Styled on a grand Viennese café and serving — among many other things — schnitzel and strudels, it would be easy to label Fischer’s an ‘Austrian restaurant’ and plonk it in that pile of places that serve lesser-seen cuisine types; places you might try once for the novelty before reverting to Italian, Spanish or Thai. That would be a mistake, though.
You can get a better feel of what to expect at Marylebone High Street’s newest opening by looking at its lineage rather than its muse. It’s the latest launch from serial restaurateurs Chris Corbin and Jeremy King, a pair who’ve done more for London’s restaurant scene over the years than most. Having launched The Ivy, J Sheekey and Le Caprice, all of which they’ve now sold, they currently run Brasserie Zédel at Piccadilly Circus, Colbert at Sloane Square, The Delaunay at Aldwych and The Wolseley near Green Park.
If you’ve eaten at one or more of these restaurants, the setting of Fischer’s will feel instantly familiar. Yes there are pictures of Austrian landscapes on the wall, Germanic looking portraits, and a stuffed boar’s head that would feel very out of place in the other venues, but the fundamentals remain. High ceilings, shiny tiled floors, shinier brass fixtures, large mirrors and plush light fittings give an overwhelming sense of glamour, while neatly-arranged and closely packed tables admirably ensure the space is filled with a convivial buzz. It’s less Austrian, more European.
The menu is where the restaurant’s Austrian identity comes out in force. Aforementioned schnitzels are accompanied by käsespätzle (macaroni-style pasta), würstchen (German-style sausages), goulash and herring in many guises, and probably just about any other Austrian foodstuff that you’ve heard of.
A beef broth starter is elegant in its thin consistency, yet bolshy in its rich, meaty — almost Marmite — flavour. Accompanying cheesy dumplings are just light enough to be considered refined. It’s a simple success, the memory of which lingers. A combination of black pudding and apple (or Himmel und Erde, rather) is similarly comforting in flavour, but more interesting in texture thanks to lightly cooked, caramelised, and raw grated apple that’s assembled around a circle of meltingly soft pudding.
We couldn’t resist but order a schnitzel for mains. You could opt for chicken, but a wiener schnitzel (veal) topped with anchovies, capers and a fried egg feels like the way to do things properly. It’s easier to describe what the resultant dish isn’t than what it is: the meat isn’t dry or overcooked, the breadcrumbed outer isn’t thick and stodgy, and there’s no greasiness whatsoever. Anyone who’s had similar schnitzel experiences to us will find this a very refreshing change indeed. The additional toppings and a spritz of lemon give a bit of much-needed verve to what is otherwise a fairly large, one-tone dish, but we guess that’s the nature of the beast.

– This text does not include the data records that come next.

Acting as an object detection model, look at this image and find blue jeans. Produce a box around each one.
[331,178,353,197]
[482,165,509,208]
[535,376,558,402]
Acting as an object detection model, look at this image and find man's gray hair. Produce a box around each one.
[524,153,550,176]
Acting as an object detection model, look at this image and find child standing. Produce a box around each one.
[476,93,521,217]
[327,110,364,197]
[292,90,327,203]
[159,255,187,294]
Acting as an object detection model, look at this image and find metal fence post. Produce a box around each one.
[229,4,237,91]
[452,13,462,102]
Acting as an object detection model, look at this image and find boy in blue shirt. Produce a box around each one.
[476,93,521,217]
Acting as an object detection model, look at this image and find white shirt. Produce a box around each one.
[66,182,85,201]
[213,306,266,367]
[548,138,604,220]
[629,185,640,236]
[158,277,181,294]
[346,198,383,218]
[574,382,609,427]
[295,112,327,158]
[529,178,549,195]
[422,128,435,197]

Getting to pick your two sausages from a selection of six makes ordering the würstchen instantly more rewarding. The Emmental-filled käsekrainer is fun in its gooeyness and delicious for its hit of garlic, while a thüringer packs a punch of caraway that’s as forceful as its name sounds. Refreshingly tart sauerkraut is a perfect accompaniment, completing a dish that’s substantial and solid rather than standout, but entirely appropriate of its setting.

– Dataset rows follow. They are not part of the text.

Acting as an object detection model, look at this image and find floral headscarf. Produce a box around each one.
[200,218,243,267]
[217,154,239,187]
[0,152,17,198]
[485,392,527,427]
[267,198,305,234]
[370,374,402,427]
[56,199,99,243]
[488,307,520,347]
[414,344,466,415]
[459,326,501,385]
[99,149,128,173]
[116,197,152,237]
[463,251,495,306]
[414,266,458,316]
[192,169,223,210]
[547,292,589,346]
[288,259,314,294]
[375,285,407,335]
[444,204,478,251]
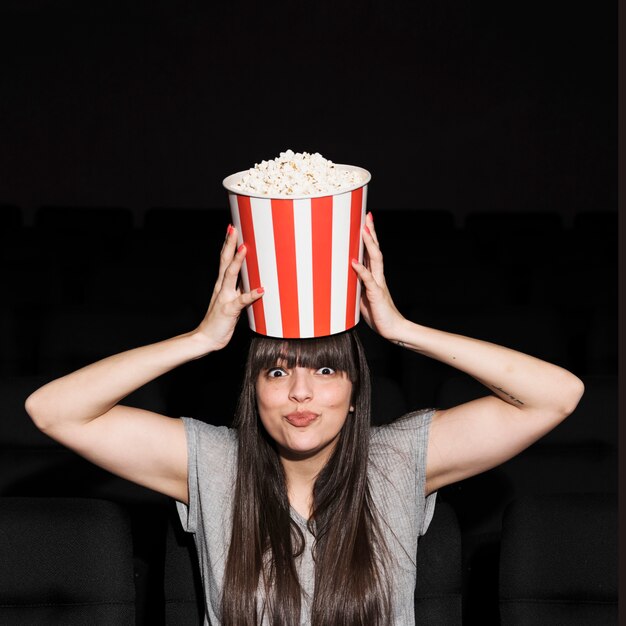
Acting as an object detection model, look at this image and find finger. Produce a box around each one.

This is not a place where puddings are an afterthought, and in many ways they trump the mains. An apple bread & butter pudding trickles pleasingly with a punchy calvados custard, while a sweet cherry strudel (the more traditional apple version is also available) is not so over-sugared to lose all the fruit’s pleasant sourness, instead getting a sweet crown in the form of a lightly brûléed crust. We’re not sure how to say that in German.

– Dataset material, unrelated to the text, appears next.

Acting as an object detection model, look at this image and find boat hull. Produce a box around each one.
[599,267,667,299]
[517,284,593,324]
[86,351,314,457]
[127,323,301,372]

You’ll eat very well at Fischer’s, without a hiccup in sight even in the restaurant’s early days. And with plenty of mains for not too much over a tenner, it’s certainly reasonable. But the food isn’t the best bit. And nor is the all-European wine list that majors on interesting and affordable bottles from Austria, Germany and their neighbours.
At a time when shabby-chic and scruffy pop-ups are in vogue, restaurant staff are cool rather than courteous, and the merest touch of formality can be seen as the nemesis of on-trend, Corbin and King must be commended for sticking by their guns and creating somewhere that is brilliantly buzzy yet unashamedly classic. At Fischer’s, the service is slick, the waiters are smart and the customer is made to feel special. Throw in some food and drink, and what more could you want?
Hell, there are even white tablecloths. Take that for maverick.
Fischer’s is at 50 Marylebone High Street, London, W1U 5HN
Disclaimer: We review anonymously and pay for all our meals/drinks.